Parmi les résultats généraux qui sortent de l’étude de l’histoire, il en est un fondamental au point de vue philosophique : c’est le fait du progrès incessant des sociétés humaines, progrès dans la science, progrès dans les conditions matérielles d’existence, progrès dans la moralité, tous trois corrélatifs. Si l’on compare la condition des masses, esclaves dans l’antiquité, serves dans le moyen âge, aujourd’hui livrées à leur propre liberté sous la seule condition d’un travail volontaire, on reconnaît là une évolution manifestement progressive. En s’attachant aux grandes périodes, on voit clairement que le rôle de l’erreur et de la méchanceté décroît à proportion que l’on s’avance dans l’histoire du monde. Les sociétés deviennent de plus en plus policées, et j’oserai dire de plus en plus vertueuses. La somme du bien va toujours en augmentant, et la somme du mal en diminuant, à mesure que la somme de vérité augmente et que l’ignorance diminue dans l’humanité. C’est ainsi que la notion du progrès s’est dégagée comme un résultat à posteriori des études historiques.

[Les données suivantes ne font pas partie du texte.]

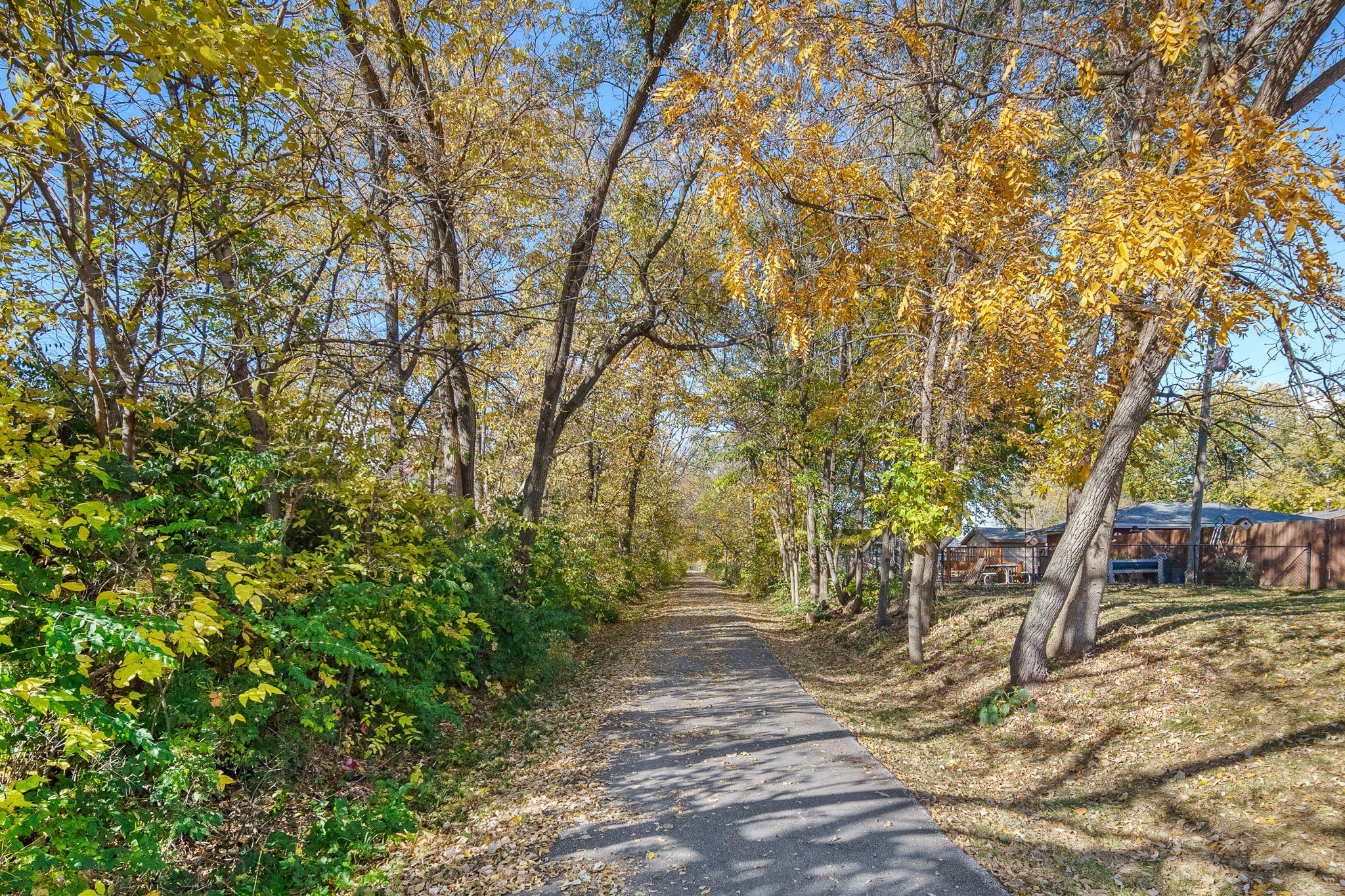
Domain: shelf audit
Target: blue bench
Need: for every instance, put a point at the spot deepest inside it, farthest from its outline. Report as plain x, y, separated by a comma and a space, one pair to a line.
1158, 566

Enfin au sommet de la pyramide scientifique viennent se placer les grands sentimens moraux de l’humanité, c’est-à-dire le sentiment du beau, celui du vrai et celui du bien, dont l’ensemble constitue pour nous l’idéal. Ces sentimens sont des faits révélés par l’étude de la nature humaine : derrière le vrai, le beau, le bien, l’humanité a toujours senti, sans la connaître, qu’il existe une réalité souveraine dans laquelle réside cet idéal, c’est-à-dire Dieu, le centre et l’unité mystérieuse et inaccessible vers laquelle converge l’ordre universel. Le sentiment seul peut nous y conduire ; ses aspirations sont légitimes, pourvu qu’il ne sorte pas de son domaine avec la prétention de se traduire par des énoncés dogmatiques et à priori dans la région des faits positifs.